In [29]:
from typing import List, Dict
import tiktoken

def get_context_length(entry: Dict, encoding_name: str = "cl100k_base") -> int:
    encoding = tiktoken.get_encoding(encoding_name)
    num_tokens = len(encoding.encode(entry["context_str"]))
    return num_tokens


def get_source_types(entry: Dict) -> List[str]:
    context = entry["context"]
    source_types = [x["index"] for x in context]
    return source_types


import json
import pandas as pd
import os


def get_df_stats(model_name: str, config: str):

    data_file = f"../data/evaluation/{config}/all_dependencies_all_{model_name}.json"
    baseline_file = "../data/evaluation/all_dependencies.csv"

    with open(data_file, "r", encoding="utf-8") as src:
        data = json.load(src)

    df = pd.read_csv(baseline_file)

    stats = []

    for entry, (index, row) in zip(data, df.iterrows()):

        context_sources = get_source_types(entry)
        context_length = get_context_length(entry)

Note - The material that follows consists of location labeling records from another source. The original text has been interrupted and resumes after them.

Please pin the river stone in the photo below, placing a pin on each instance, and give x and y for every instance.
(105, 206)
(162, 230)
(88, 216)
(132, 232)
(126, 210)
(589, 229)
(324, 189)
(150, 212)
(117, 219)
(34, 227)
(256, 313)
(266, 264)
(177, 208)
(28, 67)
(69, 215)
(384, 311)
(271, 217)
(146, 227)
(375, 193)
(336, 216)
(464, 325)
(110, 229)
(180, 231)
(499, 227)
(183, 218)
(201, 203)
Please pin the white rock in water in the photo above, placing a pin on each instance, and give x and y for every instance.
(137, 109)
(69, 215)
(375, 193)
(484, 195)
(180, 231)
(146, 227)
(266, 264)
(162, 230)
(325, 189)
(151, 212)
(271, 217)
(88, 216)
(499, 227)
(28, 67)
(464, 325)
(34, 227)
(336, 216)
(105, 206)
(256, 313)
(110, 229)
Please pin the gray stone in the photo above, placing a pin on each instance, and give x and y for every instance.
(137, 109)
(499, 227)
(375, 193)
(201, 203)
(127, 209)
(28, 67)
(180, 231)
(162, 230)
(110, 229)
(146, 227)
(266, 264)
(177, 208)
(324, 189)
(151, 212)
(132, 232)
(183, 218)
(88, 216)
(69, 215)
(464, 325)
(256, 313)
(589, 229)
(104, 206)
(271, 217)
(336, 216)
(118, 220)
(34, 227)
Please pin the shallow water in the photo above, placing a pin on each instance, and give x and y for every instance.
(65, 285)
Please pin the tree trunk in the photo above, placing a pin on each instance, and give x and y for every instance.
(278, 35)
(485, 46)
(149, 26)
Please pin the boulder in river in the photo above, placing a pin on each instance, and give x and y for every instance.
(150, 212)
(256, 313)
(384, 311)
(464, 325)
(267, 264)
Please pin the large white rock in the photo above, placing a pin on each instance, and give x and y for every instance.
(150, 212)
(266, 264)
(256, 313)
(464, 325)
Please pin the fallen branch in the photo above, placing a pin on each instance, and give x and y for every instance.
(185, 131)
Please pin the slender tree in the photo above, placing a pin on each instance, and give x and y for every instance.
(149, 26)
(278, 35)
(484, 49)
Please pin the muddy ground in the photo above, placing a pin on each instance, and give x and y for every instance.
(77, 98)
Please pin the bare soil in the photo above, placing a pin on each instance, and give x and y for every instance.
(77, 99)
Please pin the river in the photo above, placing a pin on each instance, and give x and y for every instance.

        if "responses" in entry:
            response = entry["responses"][0]
        else:
            response = entry["response"]

        try:
            if "responses" in entry:
                response = entry["responses"][0]
            else:
                response = entry["response"]
            response_dict = json.loads(response)
            isDependency = response_dict["isDependency"]
        except json.JSONDecodeError as error:
            pass
        except KeyError:
            stats.append({
                "index": index,
                "rating": rating,
                "response_rating": "None",
                model_name: "FP",
                "context_length": context_length,
                "context_sources": context_sources,
                "context_relevance": "none"
            })
            continue

        rating = row["final_rating"]
                
        # FP: The LLM validates a dependency as correct, but the dependency is actually incorrect
        if isDependency and str(rating).lower() == "false":
            stats.append({
                "index": index,
                "rating": rating,
                "response_rating": str(isDependency),
                model_name: "FP",
                "context_length": context_length,
                "context_sources": context_sources,
                "context_relevance": "none"
            })

        # FN: The LLM validates a dependency as incorrect, but the dependency is actually correct
        if not isDependency and  str(rating).lower() == "true":
            stats.append({
                "index": index,
                "rating": rating,
                "response_rating": str(isDependency),
                model_name: "FN",
                "context_length": context_length,
                "context_sources": context_sources,
                "context_relevance": "none"
            })


        # TP: The LLM validates a dependency as correct and the dependency is correct
        if isDependency and str(rating).lower() == "true":
            stats.append({
                "index": index,
                "rating": rating,
                "response_rating": str(isDependency),
                model_name: "TP",
                "context_length": context_length,
                "context_sources": context_sources,
                "context_relevance": "none"
            })


        # TN: The LLM validates a dependency as incorrect and the dependency is incorrect
        if not isDependency and str(rating).lower() == "false":
            stats.append({
                "index": index,
                "rating": rating,
                "response_rating": str(isDependency),
                model_name: "TN",
                "context_length": context_length,
                "context_sources": context_sources,
                "context_relevance": "none"
            })

    df_stats = pd.DataFrame(stats)   
    return df_stats


model_names = ["gpt-3.5-turbo-0125", "gpt-4o-2024-05-13", "llama3:8b", "llama3:70b"] #"gpt-3.5-turbo-0125", "gpt-4o-2024-05-13", "llama3:8b", "llama3:70b"
config = "config5"
dfs = []

for name in model_names:
    dfs.append(get_df_stats(model_name=name, config=config))

df_base = dfs[0]
df_base = df_base.drop("response_rating", axis=1)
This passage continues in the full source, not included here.